@failures art,
My problem is seeing how paying a person an off-the-cuff compliment can be taken, in every instance, to be encouraging a negative or obsessive behavior.
Are we supposed to now approach all people in paying compliments as if the default personality type is obsessive/compulsive?
In other words that if we pay a compliment to someone, there's a better than average chance it will trigger or encourage an obsessive response to that specific aspect of their appearance?
Why would this be so? Do you think it's because physical appearance has come so much to the fore in our society that that's all that younger people ever think about?
If so, instead of stopping the paying of compliments, maybe we should change other aspects of our society - for instance, the overwhelming media presence in the lives of young people today.
I can tell you it's changed since I was a young adult.
I am a very fair-skinned person. I almost never tan. I was embarrassed at the beginning of every summer to put on shorts or a bathing suit because I felt so white.
But my attitude toward it was 'hey, them's the breaks'
I would have loved to have had my older sister or brother's skin - they both tanned beautifully- but I didn't. What are you gonna do? You were thankful for the things you like about yourself and you do the best you can with the things you don't.

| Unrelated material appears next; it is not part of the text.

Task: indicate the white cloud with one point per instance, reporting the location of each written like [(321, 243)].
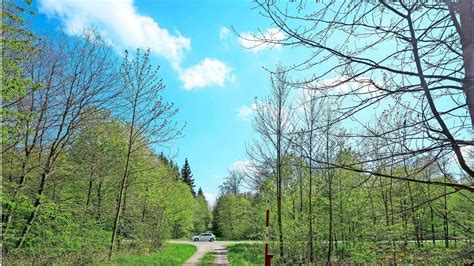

I never felt the need to go lie on a tanning bed or get my skin permanently pigmented or whatever.
I mean, with this sort of reasoning, should we not say to someone who gets contacts, 'Oh, you can really see how beautiful your eyes are now,' because someone else in the room is wearing glasses?
I wear glasses myself, and I would be nothing but happy for the person who could wear contacts and felt happier about their appearance.
Would a young person today who wears glasses develop lower self-esteem because someone else could wear contacts?
There's something really wrong there that cutting out compliments is not going to help.
And if we don't encourage healthy weights and lifestyles as an ideal - and we allow people to believe that they're just fine the way they are - even if what they do to themselves is highly damaging to their health - how are we going to deal with the resulting health issues in our society?
This reminds me of the way that some communities approached sports - everyone got the trophy. No one ever lost. Everyone always had to be a winner.
That's not the real world.
In terms of different skin pigmentations: if I say someone has beautiful dark skin, it doesn't mean I don't like light skin. In the same breath as I tell someone I think they have skin like polished ebony, I might say someone else has skin like porcelain. And if I say I like red hair that doesn't mean I don't also like brown hair.
People are allowed to find more than one thing attractive.
Do people no longer understand that?
Maybe that's why all the girls I see these days seem to look alike.
Sad....
This whole thing just seems a little crazy to me.
Because I don't think telling someone they have a good figure or pretty hair or lovely skin is wrong. It's kind.